More than four months had passed since the Browns swung a blockbuster trade to land All-Pro wide receiver Odell Beckham Jr., and Landry, one of Beckham Jr.'s best friends, has been on Cloud 9 ever since. His new reality just didn't come into complete focus until his first play in an 11-on-11 period at Cleveland's first training camp practice.
"We kind of talked about it and were talking about it in the offseason," Landry said, "but then we stepped in the huddle and it's like 'damn.'"
It was only a year ago when Landry was the new star receiver in town. From the moment he arrived in Berea, it was clear the Browns had acquired more than just a set of sure hands.
During the beginning stages of what's been a major transition, Landry was a culture changer -- and it went beyond his now famous speech inside the Browns wide receivers room that was captured by the "Hard Knocks" cameras. His work ethic rubbed off on his fellow receivers, almost all of whom were younger and carried far less experience.
Now, Landry is in a room that features one of his best friends and one of the league's top receivers along with a talented cast of younger players who give the Browns, on paper, one of the league's best and deepest wide receiving corps in an offense chock full of other playmakers.
Check out photos from the second day of Browns Camp by team photographer Matt Starkey
Externally, it's meant higher expectations and an understanding that Landry might not be the top target on as many plays as he was last year. It just hasn't changed how Landry has approached his second training camp with the Browns.
"Every year it's the same," Landry said. "I train to win a Super Bowl and that's it. When I first got here last year, it was just win one game and we'll be happy, or just win three games and we'll be happy or we'll throw a parade. I understand but I'm here to win a championship, not just a couple of games or a division.

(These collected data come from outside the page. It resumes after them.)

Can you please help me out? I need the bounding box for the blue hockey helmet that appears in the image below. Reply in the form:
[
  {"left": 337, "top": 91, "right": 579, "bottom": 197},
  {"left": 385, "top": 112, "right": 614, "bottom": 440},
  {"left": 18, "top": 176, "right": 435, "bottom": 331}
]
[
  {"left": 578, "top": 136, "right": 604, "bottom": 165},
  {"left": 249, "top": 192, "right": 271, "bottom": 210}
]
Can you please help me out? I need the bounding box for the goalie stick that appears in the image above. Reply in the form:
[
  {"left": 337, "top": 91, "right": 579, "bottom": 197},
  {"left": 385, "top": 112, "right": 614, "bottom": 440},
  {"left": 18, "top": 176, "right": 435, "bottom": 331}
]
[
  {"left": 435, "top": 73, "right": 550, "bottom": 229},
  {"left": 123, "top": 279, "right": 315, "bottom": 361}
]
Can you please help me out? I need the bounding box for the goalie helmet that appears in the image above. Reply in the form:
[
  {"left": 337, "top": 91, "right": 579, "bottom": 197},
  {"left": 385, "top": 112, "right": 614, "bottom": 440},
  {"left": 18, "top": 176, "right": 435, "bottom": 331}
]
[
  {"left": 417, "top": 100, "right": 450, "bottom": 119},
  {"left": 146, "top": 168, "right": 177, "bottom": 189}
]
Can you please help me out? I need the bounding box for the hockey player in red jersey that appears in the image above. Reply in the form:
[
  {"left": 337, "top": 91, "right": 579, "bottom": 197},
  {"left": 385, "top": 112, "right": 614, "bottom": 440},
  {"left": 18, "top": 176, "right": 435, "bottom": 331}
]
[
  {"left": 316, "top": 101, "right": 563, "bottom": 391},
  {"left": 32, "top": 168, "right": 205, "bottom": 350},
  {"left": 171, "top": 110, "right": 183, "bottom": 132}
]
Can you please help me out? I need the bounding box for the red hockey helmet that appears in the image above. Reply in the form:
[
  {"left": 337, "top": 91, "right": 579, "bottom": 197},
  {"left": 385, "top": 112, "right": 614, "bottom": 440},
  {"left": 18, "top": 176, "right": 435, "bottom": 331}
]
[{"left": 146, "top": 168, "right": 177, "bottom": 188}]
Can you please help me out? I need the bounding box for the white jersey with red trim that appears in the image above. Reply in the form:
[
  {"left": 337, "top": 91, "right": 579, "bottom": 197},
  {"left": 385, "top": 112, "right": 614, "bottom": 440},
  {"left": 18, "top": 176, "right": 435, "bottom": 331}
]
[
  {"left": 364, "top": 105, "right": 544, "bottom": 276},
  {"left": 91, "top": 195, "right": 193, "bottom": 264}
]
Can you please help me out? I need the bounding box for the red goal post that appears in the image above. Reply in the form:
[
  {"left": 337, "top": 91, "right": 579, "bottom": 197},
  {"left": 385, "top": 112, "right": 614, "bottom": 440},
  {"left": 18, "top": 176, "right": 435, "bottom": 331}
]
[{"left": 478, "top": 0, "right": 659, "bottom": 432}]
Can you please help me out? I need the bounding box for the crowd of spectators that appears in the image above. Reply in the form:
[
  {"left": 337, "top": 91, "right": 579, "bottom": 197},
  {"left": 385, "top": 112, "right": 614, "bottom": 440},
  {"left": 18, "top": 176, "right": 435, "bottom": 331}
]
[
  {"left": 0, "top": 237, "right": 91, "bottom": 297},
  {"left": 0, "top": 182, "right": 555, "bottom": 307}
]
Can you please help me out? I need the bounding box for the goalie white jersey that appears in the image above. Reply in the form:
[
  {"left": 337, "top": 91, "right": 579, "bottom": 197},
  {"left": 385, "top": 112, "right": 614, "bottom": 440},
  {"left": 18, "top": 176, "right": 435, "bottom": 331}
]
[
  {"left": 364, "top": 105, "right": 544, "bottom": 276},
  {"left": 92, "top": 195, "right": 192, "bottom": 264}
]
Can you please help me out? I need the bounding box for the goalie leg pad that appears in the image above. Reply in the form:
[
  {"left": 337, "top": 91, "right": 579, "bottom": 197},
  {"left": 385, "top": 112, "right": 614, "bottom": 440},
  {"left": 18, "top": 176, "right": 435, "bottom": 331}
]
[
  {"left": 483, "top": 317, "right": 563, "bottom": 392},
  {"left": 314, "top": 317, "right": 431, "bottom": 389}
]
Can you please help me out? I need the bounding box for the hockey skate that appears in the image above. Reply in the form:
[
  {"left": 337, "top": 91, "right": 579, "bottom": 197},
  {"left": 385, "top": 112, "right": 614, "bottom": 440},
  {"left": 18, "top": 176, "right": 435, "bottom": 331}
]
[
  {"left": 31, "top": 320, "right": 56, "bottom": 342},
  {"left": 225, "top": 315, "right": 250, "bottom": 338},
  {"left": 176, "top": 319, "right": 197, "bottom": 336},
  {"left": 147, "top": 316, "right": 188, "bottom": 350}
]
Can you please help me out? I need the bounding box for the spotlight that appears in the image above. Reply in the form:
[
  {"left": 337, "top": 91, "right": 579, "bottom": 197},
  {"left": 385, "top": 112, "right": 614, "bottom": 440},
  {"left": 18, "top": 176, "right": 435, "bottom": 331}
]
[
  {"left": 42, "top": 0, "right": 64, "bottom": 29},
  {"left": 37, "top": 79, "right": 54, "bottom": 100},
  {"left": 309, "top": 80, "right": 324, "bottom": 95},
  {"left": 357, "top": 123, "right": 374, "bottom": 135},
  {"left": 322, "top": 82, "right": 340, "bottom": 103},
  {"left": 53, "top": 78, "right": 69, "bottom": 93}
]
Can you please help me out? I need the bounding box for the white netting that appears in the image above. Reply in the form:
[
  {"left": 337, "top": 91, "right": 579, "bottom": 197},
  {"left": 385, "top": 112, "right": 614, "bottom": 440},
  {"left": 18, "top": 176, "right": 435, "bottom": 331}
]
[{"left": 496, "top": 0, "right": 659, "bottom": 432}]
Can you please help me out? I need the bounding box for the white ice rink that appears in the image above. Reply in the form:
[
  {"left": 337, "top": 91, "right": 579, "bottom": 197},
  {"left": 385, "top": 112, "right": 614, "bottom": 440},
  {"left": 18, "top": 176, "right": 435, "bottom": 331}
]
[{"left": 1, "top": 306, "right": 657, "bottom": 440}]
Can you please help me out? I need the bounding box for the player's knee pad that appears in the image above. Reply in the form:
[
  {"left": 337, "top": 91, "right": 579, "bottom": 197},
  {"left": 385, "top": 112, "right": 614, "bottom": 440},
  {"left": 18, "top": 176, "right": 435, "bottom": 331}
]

"We're obviously two receivers that want the ball, but it's going to come down to games where I may have three catches and Odell has 10, and visa versa. The biggest thing for us is winning the game, regardless of how we win."
Landry's already proved he can handle a decrease in targets when it equates to an increase in winning. It happened during the second half of last season, when the Browns, under the play-calling of Freddie Kitchens, opened up the offense in a way that got more receivers involved and proved to be far more efficient in the scoring zones. It resulted in a 5-3 record over the final eight games and produced some of the most entertaining Browns moments in the last decade.
In Cleveland's first eight games, Landry caught 49 of his 94 targets for 528 yards and two touchdowns. During the second half of the season, Landry had 32 receptions on 55 targets for 448 yards and two scores.
"He had more fun the second half of the year. Why? Because we won. We have the right guy here," Kitchens said. "Winning is fun; losing is not. I have total confidence.
Landry's eyes are locked on 2019, so much so he was reluctant Friday to even relive the best parts of his 2018 season. He just made it clear once more what he values most, and that hasn't changed despite a major change in his surroundings.
"From the beginning, the first four games we had, we could have easily been on the other side of the standings," Landry said. "I knew then that this was a place that was creating momentum.
"I roll with whatever's coming, embrace where I'm at. Wherever I'm at, I believe it's going to be a winning tradition and winning culture."